Here is columnist Robert Samuelson with the help of Right Wing political hack Michael Barone constructing a convenient rhetorical dichotomy between Democrats in the thrall of New Deal Nostalgia, a reactionary political manifestation:
“A reactionary is someone who, says Webster’s Collegiate Dictionary, desires “a return to an earlier system or order.” This defines many liberals. They “pine,” Michael Barone writes in the Wall Street Journal, for “the golden years of the 1940s, ’50s and early ’60s [when] Americans had far more confidence in big government.” Modern liberals want yet-bigger government to enhance social justice. They defend virtually all Social Security and Medicare benefits. Everything can be financed, they suggest, by cutting defense or increasing taxes on the rich.”
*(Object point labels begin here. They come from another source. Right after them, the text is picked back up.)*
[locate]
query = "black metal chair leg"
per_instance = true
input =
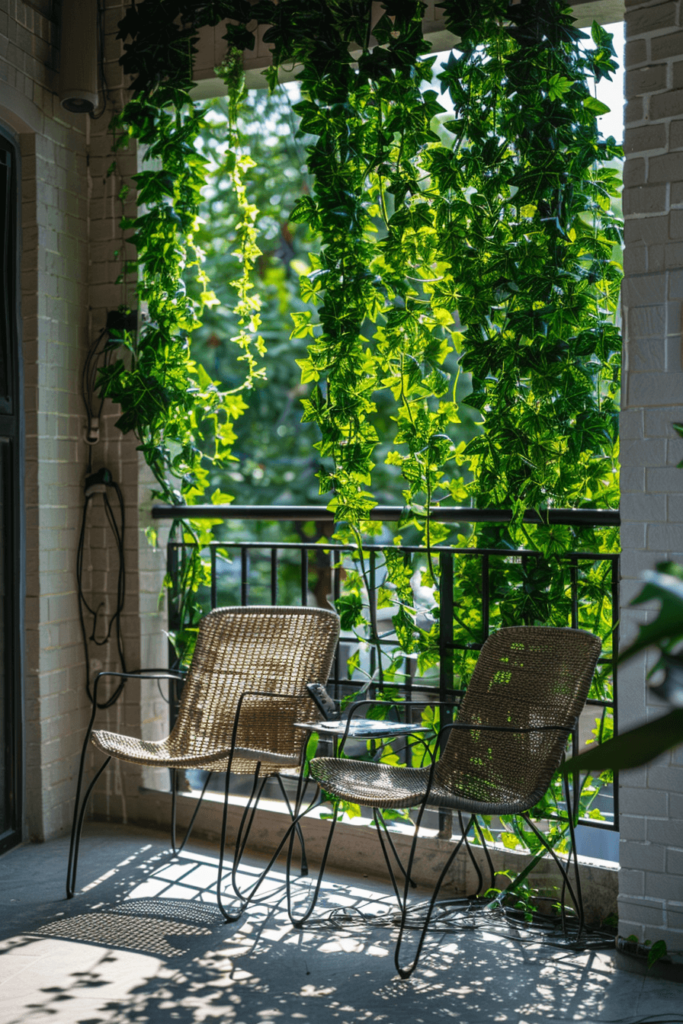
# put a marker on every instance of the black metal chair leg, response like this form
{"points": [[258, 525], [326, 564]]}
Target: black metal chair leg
{"points": [[76, 830], [393, 848], [406, 972], [377, 815], [573, 853], [577, 902], [470, 853], [484, 846], [241, 843], [296, 817], [174, 794], [229, 918], [304, 859], [300, 922]]}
And a Republican Party in a the hands of Conservative Radicals bent on the destruction of the what is left of that New Deal, i.e. Medicare, Social Security etc. and its project to radically reduce the size of Government, the Kill the Beast strategy of Mr. Grover Norquist:
“Conservatives have become radical by seeking “drastic political, economic or social reform.” Their obsession with tax cuts when even today’s taxes don’t cover today’s spending implies radically shrinking government programs that are woven into America’s social fabric. All this ignores a basic conservative tenet: to respect existing institutions and traditions that anchor the social order. Change — especially radical change — is a last resort, not because today’s world is perfect but because efforts to improve it might make it worse.”
This is mere rhetorical preparation for the Rational Centrism that Mr. Samuelson, here, proposes as antidote to these two political poisons. Yet one might more easily characterize the split as between The Weak New Democratic rule of Barack Obama and its’ essential timidity, in all areas of Policy including the Economy, and a Republican Party courting economic disaster in hopes of creating a political opportunity, that they can then exploit for a Presidential win in 2012. Mr. Samuelson predicates himself as the one lone voice of economic rationalism, in the cacophony of partisan political argument, surely that also qualifies as a dream.